Earthwork, Mitchelstowndown North, Co. Limerick
Co. Limerick |
Ritual/Ceremonial
In a field of reclaimed wet pasture in County Limerick, there is an earthwork that does not appear on any Ordnance Survey historic map.
It has no marker, no signage, and no official record in the conventional cartographic sense. It exists, instead, as a partial cropmark, the kind of thing that only becomes legible when you are high above it and the soil beneath is dry enough to betray what lies underneath.
The site came to light not through excavation or archival research, but through aerial photography commissioned during the routing of the Bórd Gáis Éireann Curraleigh West-to-Limerick gas pipeline. Photographs taken on 3 November 1984, catalogued under Strip Map 4, Site 4/16, revealed a rectangular enclosure with a circular-shaped internal feature, sitting within what appears to be a possible field system. The enclosure measures approximately 31 metres north to south and 29 metres east to west, making it a modest but reasonably substantial structure. Cropmarks, for readers unfamiliar with the term, appear when buried features such as ditches or walls affect how plants grow above them, with differences in soil moisture and depth producing subtle variations in vegetation colour or height that are invisible at ground level but legible from the air. Subsequent orthophotographs taken by Ordnance Survey Ireland between 2005 and 2012, and a Google Earth image dated 28 June 2018, have confirmed the partial outline is still detectable. The site sits around 60 metres south of a watercourse that forms the townland boundary with Knocklong East, and was compiled in the archaeological record by Fiona Rooney, uploaded in July 2021.
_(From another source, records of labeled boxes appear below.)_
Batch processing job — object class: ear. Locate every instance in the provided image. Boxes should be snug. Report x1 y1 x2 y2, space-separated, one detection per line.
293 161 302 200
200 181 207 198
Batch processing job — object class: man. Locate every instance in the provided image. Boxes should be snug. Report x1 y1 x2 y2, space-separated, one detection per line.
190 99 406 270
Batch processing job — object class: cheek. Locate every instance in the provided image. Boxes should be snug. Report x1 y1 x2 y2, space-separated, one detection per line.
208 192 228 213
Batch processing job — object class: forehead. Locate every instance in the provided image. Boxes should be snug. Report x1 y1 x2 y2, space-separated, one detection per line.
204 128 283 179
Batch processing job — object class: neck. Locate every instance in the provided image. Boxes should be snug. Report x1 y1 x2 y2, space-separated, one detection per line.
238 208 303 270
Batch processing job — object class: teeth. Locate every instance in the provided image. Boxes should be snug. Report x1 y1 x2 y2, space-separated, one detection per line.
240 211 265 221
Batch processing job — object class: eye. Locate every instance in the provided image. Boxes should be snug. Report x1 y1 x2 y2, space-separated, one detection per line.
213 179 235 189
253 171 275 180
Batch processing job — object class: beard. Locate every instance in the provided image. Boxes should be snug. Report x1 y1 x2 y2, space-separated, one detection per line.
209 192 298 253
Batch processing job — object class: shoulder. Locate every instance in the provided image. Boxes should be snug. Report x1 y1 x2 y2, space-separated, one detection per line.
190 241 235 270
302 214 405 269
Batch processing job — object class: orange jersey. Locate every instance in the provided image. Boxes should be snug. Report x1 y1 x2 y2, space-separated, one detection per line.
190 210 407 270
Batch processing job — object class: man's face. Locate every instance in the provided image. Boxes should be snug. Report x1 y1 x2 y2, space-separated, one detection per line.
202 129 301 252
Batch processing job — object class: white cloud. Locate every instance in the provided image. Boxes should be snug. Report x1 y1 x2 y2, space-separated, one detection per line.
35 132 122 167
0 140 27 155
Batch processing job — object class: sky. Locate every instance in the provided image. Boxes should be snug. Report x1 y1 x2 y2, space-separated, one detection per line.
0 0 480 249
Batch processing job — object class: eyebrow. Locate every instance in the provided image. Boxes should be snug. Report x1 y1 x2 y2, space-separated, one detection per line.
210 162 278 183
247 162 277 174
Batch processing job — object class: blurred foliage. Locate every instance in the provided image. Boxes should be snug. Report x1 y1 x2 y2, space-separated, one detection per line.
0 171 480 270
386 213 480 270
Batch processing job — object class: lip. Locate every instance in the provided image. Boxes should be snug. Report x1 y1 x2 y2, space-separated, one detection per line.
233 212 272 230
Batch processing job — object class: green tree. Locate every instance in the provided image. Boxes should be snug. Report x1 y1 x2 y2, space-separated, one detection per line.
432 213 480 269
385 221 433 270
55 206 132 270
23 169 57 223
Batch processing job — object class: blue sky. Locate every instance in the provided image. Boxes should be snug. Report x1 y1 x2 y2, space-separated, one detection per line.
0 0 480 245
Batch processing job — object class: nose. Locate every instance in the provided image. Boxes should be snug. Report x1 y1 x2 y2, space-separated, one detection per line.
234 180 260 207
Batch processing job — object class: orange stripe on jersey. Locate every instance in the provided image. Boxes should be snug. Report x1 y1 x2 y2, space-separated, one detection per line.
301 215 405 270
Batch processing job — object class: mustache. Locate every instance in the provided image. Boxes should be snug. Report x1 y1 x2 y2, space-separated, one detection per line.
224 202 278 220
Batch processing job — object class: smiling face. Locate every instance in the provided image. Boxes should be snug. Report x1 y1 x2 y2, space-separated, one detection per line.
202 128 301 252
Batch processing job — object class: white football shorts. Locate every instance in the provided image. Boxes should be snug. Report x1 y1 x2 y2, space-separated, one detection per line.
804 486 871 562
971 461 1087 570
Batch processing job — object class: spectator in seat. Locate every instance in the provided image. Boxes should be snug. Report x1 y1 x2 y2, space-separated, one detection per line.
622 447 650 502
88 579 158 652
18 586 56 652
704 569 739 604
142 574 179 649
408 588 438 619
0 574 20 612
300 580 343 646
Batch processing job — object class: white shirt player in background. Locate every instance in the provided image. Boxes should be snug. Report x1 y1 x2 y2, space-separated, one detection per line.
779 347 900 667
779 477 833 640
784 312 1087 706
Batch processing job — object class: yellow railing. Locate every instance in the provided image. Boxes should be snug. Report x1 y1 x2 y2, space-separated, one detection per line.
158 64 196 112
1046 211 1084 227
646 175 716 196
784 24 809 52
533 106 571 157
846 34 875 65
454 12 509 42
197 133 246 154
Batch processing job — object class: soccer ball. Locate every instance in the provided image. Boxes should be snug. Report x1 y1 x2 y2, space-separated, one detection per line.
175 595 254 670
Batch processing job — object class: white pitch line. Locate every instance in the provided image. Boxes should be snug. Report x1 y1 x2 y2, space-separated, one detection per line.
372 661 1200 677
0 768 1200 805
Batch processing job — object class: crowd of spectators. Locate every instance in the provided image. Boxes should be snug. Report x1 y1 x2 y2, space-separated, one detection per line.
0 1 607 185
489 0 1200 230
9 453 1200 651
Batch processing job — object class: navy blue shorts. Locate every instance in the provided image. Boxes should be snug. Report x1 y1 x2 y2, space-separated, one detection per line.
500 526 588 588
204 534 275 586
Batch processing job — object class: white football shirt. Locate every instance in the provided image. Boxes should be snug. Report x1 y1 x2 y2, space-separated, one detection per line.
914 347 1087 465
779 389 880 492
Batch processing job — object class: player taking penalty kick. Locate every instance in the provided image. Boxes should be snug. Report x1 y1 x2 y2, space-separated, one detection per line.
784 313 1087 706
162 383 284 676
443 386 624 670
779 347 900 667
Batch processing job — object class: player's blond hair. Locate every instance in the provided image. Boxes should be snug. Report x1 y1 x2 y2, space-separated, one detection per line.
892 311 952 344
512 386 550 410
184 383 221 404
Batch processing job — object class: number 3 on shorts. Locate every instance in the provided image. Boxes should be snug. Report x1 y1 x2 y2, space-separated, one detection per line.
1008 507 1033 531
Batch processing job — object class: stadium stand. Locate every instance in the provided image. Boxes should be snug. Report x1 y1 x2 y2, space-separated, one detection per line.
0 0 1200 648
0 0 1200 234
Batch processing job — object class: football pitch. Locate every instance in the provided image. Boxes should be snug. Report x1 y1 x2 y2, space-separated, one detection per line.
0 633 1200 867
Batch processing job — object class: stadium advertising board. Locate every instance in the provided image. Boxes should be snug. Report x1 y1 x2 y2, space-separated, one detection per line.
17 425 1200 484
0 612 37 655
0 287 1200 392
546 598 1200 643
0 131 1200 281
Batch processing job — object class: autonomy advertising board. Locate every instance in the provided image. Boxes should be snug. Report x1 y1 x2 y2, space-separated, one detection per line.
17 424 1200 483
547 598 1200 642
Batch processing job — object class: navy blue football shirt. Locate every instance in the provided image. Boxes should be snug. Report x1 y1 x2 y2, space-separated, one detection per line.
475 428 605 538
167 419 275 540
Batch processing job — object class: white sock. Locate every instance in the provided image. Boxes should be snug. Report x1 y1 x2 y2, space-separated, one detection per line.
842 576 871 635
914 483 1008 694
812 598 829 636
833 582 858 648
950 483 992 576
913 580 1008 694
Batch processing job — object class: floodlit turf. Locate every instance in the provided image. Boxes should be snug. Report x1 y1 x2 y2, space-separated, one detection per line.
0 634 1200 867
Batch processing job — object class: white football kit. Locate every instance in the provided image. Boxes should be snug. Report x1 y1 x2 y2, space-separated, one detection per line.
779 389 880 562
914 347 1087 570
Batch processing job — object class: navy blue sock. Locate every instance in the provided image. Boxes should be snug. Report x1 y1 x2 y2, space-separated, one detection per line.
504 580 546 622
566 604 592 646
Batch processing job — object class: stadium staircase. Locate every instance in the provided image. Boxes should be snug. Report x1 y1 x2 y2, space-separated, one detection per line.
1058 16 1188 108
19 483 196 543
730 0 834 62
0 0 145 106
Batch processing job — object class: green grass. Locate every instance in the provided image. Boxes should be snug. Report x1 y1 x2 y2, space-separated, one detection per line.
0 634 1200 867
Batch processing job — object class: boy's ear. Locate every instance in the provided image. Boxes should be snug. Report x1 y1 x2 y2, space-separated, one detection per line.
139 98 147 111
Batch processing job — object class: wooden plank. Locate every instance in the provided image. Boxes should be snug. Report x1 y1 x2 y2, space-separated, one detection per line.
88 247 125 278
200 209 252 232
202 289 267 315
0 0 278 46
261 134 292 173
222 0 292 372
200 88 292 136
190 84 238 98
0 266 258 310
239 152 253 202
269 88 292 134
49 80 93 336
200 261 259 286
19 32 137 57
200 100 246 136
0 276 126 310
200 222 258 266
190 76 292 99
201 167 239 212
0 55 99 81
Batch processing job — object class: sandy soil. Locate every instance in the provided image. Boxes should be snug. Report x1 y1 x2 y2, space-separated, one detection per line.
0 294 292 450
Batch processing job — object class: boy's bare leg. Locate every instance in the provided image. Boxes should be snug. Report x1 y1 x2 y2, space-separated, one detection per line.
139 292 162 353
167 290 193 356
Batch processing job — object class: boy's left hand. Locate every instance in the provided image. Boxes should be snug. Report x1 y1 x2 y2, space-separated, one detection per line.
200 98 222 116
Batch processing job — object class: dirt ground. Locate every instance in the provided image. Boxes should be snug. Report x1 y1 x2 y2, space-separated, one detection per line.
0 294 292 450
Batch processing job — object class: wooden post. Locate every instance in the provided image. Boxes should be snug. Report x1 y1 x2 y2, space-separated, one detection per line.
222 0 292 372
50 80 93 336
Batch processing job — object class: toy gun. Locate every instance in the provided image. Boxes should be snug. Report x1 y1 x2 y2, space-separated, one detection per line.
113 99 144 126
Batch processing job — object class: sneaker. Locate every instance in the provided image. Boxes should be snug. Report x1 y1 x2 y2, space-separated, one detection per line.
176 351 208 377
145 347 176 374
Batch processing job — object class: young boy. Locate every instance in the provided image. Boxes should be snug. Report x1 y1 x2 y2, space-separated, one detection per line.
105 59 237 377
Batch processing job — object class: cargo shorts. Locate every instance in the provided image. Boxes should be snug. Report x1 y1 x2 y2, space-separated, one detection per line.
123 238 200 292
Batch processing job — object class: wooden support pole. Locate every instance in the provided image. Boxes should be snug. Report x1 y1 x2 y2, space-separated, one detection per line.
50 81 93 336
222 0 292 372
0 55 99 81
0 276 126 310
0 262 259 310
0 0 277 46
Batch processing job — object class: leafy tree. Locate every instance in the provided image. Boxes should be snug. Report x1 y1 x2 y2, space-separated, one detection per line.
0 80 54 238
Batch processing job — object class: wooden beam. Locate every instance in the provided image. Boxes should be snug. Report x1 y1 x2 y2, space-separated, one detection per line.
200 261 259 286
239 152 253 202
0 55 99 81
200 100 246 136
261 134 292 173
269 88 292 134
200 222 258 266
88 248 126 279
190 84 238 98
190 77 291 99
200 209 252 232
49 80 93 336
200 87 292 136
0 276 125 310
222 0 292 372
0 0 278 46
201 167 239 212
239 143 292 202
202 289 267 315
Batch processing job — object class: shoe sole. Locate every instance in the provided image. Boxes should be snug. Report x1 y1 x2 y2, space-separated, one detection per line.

There is nothing to see here in the conventional sense. The earthwork lies in ordinary-looking farmland and offers no visible structure above ground. Its interest is almost entirely aerial and archival. For those curious enough to consult the Ordnance Survey Ireland orthophotographs or pull up the relevant Google Earth coordinates, the faint rectangular shadow of the enclosure can be made out in the right conditions. The surrounding landscape, flat and damp, is the kind of ground that tends to preserve buried archaeology well precisely because it has been so thoroughly transformed by drainage and agricultural improvement.